Published Date: May 14, 2019

CII Need To Have Women’s Representation: Riaz Fatyana

Chairperson, National Assembly Standing Committee on Law and Justice, Riaz Fatyana Tuesday said the Council of Islamic Ideology (CII) need to have women’s representation as the Council takes up issues, mostly related to women.
"The government is trying to introduce panchayat system in the country and alternative dispute resolution laws in the parliament. It will reduce burden on courts and provide transparent, cost effective and speedy justice to the people, especially to women and vulnerable groups," Riaz Fatyana said.
Speaking at a seminar on ‘Understanding Barriers for Women’s Access to Justice in Pakistan’, jointly organized by the Sustainable Development Policy Institute (SDPI) and the UN Women, Pakistan here, Fatyana said there were so many laws to protect rights of women, some of them were even contradictory to each other, a press release said.
These laws required consolidation coupled with setting up a proper process to avoid conflict and provide immediate relief to the women in distress, he added.
He said, "The proposal of Qazi courts is also under consideration of incumbent government, where victim don’t require lawyers and will be provided with affordable and speedy justice." Chairperson, National Council on the Status of the Women (NCSW) Khawar Mumtaz said any dispute resolution system or justice system introduced by the government should be based on consensus and must be backed by a legal and regulatory framework.
She said the scale of the issue of women’s access to justice was much bigger than we imagine.
The challenge for us was to make our society more inclusive, especially for our minorities, who were vulnerable due to lack of access to justice, she added.
Mumtaz said violence and fear of violence were the biggest barriers for women victims to get access to justice, where conviction rate was already negligible.
The Commission had identified three key areas for intervention to ensure women’s access to justice. They include: Enhancement of women’s participation at the highest decision-making levels, especially in the courts and other state institutions, Economic empowerment of women and combating all forms of violence against women, she mentioned.
Former Judge and advocate, Riffat Butt said all social, economic and legal barriers were interconnected and embedded in our traditional social and religious system which discouraged women to raise their voice in getting access to justice.
She urged the government and relevant authorities for the most advanced interpretation of our social and religious customs, norms, values and laws.
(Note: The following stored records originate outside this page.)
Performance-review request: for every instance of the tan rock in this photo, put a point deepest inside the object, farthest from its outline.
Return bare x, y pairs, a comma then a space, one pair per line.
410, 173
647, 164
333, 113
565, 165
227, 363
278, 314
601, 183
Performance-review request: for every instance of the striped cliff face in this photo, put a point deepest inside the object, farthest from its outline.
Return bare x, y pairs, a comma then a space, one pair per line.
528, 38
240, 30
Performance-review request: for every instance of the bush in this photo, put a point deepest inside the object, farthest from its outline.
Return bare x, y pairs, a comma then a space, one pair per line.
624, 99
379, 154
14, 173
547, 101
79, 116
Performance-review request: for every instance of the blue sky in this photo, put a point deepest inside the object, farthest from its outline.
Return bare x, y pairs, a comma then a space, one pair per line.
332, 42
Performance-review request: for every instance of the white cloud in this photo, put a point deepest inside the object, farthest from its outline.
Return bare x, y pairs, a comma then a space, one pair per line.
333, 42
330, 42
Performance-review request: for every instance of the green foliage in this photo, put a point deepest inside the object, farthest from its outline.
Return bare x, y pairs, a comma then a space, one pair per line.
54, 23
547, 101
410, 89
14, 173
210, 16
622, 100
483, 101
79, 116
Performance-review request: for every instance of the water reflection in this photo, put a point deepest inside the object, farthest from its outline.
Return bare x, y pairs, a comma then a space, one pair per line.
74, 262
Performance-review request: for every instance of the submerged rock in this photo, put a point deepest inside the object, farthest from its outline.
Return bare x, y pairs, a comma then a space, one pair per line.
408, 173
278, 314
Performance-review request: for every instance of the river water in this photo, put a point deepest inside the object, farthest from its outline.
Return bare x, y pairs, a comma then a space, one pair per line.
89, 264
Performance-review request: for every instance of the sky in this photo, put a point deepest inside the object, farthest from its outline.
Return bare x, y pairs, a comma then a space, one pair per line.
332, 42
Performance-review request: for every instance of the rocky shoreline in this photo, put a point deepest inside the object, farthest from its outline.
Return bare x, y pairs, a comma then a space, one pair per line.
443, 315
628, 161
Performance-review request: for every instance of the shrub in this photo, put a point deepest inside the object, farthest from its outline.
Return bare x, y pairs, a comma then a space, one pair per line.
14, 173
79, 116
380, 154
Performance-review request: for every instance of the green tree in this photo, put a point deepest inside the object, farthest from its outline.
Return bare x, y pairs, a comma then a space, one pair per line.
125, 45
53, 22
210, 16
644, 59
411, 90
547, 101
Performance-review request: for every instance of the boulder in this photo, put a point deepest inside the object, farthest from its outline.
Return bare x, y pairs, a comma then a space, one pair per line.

Senior Research Associate, SDPI Rabia Manzoor said that though women’s access to justice had been improved over the time, but there were some social, legal and economic challenges which were hindering women’s access to justice.
She said Pakistan was ranked among the second-worst out of 149 countries in the Global Gender Gap Report and ranked at 117 out of 126 countries in Rule of Law ranking by the World Justice Project.